Cette fois-ci pas d’histoire de maillot de bain oublié, j’ai carrément séché volontairement et de mon plein gré la piscine. Bonjour les bonnes résolutions. C’était pas la peine de partir en Espagne pour me rendre compte que pour le sport je suis incorrigible…
Le joli mois de mai a passé à une vitesse incroyable. C’est vrai qu’avec la noce, nous avons été très occupé. C’est bien la première fois que l’on m’aura vu troquer un Elle contre un très respectable El Pais ou El Mundo. J’ai adoré vivre ce moment de l’intérieur prise entre les deux feux des pour Letitia et des contre la roturière. En effet, pour une grande partie des femmes de mon entourage ; ce mariage a été vécu comme un drame. Le beau Felipe partir avec cette arriviste … Le jour avant la noce, les filles du bureau étaient surexcitées en apprenant qu’il allait pleuvoir, d’autres parlaient de se mettre en deuil. Résultat des courses, tout le monde à quand même passé son week-end devant la télévision à reluquer et critiquer les tenues et allures des unes et des autres.

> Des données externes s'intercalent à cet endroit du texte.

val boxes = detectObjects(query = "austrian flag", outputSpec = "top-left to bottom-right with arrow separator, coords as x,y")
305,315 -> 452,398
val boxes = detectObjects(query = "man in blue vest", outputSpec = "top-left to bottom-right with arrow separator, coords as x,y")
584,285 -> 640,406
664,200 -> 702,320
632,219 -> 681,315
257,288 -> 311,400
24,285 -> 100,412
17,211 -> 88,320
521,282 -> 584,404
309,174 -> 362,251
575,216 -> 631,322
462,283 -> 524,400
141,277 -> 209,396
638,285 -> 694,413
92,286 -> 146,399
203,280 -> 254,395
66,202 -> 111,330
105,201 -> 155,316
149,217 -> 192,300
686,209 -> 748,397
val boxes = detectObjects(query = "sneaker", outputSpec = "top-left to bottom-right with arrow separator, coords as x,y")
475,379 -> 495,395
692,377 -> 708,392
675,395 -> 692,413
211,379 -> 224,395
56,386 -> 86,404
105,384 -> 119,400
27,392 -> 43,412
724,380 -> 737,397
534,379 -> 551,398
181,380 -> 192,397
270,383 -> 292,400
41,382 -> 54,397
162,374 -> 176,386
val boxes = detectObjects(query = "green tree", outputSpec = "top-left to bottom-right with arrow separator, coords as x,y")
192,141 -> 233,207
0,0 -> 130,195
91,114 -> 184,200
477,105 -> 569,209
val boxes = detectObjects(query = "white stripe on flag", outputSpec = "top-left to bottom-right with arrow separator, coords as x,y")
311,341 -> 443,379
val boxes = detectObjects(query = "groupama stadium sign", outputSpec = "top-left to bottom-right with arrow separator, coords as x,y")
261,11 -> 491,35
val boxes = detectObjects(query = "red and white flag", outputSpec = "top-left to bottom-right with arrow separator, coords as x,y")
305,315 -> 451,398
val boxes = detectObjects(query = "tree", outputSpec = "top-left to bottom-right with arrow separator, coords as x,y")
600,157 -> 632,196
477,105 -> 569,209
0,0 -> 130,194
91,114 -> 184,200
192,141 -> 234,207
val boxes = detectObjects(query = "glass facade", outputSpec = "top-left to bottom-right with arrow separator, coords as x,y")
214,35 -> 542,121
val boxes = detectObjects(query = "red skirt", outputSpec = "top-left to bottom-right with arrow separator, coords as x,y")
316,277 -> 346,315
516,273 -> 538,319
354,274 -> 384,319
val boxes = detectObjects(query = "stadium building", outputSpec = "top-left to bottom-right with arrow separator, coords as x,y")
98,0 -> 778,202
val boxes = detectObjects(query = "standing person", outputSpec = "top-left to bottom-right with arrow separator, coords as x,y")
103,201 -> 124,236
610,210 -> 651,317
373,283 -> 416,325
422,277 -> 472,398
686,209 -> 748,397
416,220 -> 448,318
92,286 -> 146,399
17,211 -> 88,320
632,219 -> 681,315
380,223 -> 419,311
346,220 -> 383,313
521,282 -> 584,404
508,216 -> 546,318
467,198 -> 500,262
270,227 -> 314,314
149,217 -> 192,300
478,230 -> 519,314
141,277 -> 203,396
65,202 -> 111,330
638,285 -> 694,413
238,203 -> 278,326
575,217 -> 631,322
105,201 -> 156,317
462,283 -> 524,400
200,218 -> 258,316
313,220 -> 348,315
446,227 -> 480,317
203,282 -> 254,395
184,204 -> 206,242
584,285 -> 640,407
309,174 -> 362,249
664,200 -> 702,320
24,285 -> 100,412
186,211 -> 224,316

De mon côté ; n’ayant pas encore intégré toute la culture royaliste espagnole, j’étais plus ravie d’être in the place to be. La ville était magnifique, avec ses bouquets de fleurs accrochés à chaque lampadaire, ses drapeaux affublés du « M » comme Madrid, ou Mayo (ça pouvait pas être mariage car ça se dit Boda). Pour en revenir au « M », on a beaucoup ri entre français car il ressemblait étrangement au M Monoprix.
Et oui, cela fait une excellente transition pour vous parler de ce qui me manque de France (à part vous biensûr).
Il y aura donc vous l’aurez compris, le city marché qui nous fait défaut. Ici je dois hésiter entre Caprabo, qu’avec Christophe nous aimons appeler « Gros cradau » et Sabeco qui fait pas son malin non plus. Ces Franprix locaux sont à mi-chemin entre les marchés africains qui étalent leur poissonséchéquisentfort et ce même désert africain. En revanche, on trouve plein de produits inutiles comme des moules en boîte (non mais on a pas idée) aux mille saveurs, des bouteilles d’huile d’olive de vingt litres et toutes les variétés européennes de vins en pack style longue conservation !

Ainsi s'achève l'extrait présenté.